Saturday, December 15, 2012
The Archetype of The Mother Mary
The holiday season turns our attention to the birth of Jesus - a historical event that occurred in the middle east approximately 2000 years ago. The story of Christ’s birth evolved to be quite mythological - the stable, a manger, the animals, shepherds, the great star, singing angles, and the wise men. All the necessary ingredients of a typical Christmas pageant or nativity.
Miester Eckhart, the German priest that lived in the middle ages said, “what good is it if Christ was born a long time ago unless we continue to give birth to him in our own day and in our own culture.” I resonate with what Eckhart said. Christmas should be a celebration of the sacred that is being born among us NOW - not just a memorial to a past historical event. While remembering and honoring the ancient birth narratives might have value - let us follow Eckhart’s lead and use the Christmas story as a prototype of giving birth to the sacred in our own day and culture.
First, the Christ was born (not built). We are surrounded by technology, capitalism, and industry. We build our “Towers of Babel” which are proud monuments to ourselves. While it is truly amazing what we have accomplished as a species - the Mother Mary Archetype reminds us that the sacred comes to us in simple and organic ways - it is birthed.
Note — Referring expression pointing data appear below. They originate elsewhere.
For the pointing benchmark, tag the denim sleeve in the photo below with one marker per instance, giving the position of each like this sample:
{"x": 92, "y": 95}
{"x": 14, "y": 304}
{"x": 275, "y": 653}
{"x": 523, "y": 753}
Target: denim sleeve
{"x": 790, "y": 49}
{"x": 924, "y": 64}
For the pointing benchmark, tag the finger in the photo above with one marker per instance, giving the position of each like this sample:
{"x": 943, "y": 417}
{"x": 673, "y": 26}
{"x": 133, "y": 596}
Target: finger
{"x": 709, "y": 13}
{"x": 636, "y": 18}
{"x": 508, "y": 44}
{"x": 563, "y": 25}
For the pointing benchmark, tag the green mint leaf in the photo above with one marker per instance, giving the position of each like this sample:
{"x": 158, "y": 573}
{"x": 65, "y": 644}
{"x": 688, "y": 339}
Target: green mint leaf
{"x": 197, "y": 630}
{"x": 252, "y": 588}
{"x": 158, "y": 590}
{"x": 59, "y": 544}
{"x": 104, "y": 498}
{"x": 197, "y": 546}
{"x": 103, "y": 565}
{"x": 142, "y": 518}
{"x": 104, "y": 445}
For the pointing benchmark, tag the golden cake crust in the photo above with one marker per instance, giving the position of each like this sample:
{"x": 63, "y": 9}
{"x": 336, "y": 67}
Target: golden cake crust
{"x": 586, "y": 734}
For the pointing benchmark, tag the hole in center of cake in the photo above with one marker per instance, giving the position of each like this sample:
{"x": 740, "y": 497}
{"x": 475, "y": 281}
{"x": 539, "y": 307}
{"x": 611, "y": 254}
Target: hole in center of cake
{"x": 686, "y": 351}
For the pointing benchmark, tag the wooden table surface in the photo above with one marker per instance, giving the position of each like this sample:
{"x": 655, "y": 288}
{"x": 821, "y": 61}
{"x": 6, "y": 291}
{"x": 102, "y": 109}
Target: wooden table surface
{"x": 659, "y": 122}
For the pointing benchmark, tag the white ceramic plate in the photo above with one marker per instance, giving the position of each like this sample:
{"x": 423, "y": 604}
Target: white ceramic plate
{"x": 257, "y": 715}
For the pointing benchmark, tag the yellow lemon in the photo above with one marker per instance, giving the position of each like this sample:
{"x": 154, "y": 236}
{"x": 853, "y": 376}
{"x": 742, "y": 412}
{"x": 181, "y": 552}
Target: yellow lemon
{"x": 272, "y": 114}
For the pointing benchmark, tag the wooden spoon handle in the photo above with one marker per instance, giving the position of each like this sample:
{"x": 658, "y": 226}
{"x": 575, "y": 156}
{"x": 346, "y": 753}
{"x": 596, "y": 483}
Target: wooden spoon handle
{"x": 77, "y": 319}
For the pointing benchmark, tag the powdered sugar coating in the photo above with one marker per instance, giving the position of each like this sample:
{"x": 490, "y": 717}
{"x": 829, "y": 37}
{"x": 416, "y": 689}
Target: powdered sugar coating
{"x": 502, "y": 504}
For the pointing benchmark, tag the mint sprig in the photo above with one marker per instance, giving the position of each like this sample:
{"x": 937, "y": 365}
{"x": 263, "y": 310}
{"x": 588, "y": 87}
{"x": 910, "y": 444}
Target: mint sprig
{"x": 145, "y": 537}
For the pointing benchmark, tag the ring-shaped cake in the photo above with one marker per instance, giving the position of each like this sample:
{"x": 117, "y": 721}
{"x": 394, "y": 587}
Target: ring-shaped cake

Secondly, if the sacred has to be born - then it requires a womb. A womb is a dark place. This speaks of the darkness that we wrestle with in our own souls. The darkness holds the space for the growth of the scared within ourselves. The darkness of pain and suffering - of doubt and despair - of quiet, stillness, and loneness which all becomes the rich place for the sacred to be conceived and to grow within us. Wombs are also wet. Hildegard, the Christian mystic who lived in the middle ages, said that our important spiritual work is the process of keeping our heart’s moist. The Christ cannot be born without a dark, moist womb.
Thirdly, if it takes a womb, then the presence of the feminine is required. Our society has become overly patriarchal - aggression, a survival of the fittest attitude, all the pushing and shoving of one’s way up the ladder of success. The patriarchy of big government, big business, big religion is all around us. The sacred cannot be born in the midst of all the masculine energy that permeates the culture. The sacred is born out of the softness, the nurture, the kindness, the gentleness, the love, the care, the touch, and the simplicity of the sacred feminine.
I submit that the world is in desperate need of a revival of the sacred feminine. We would do ourselves well to shift some of our religious focus from the Holy Father to the Holy Mother. She has been ignored much too long. I assure you, there is nothing weak about the Holy Mother (giving birth is not a day on the golf course). 2000 years ago there was no room for the Holy Mother at the Inn. Today, we crowd her out of the planet with patriarchy, war, hunger, greed, division, destruction of the world’s natural resources, religious and political haughtiness - God help us! Together let us hold the space - a dark and moist womb to give birth to the Christ in own day and culture.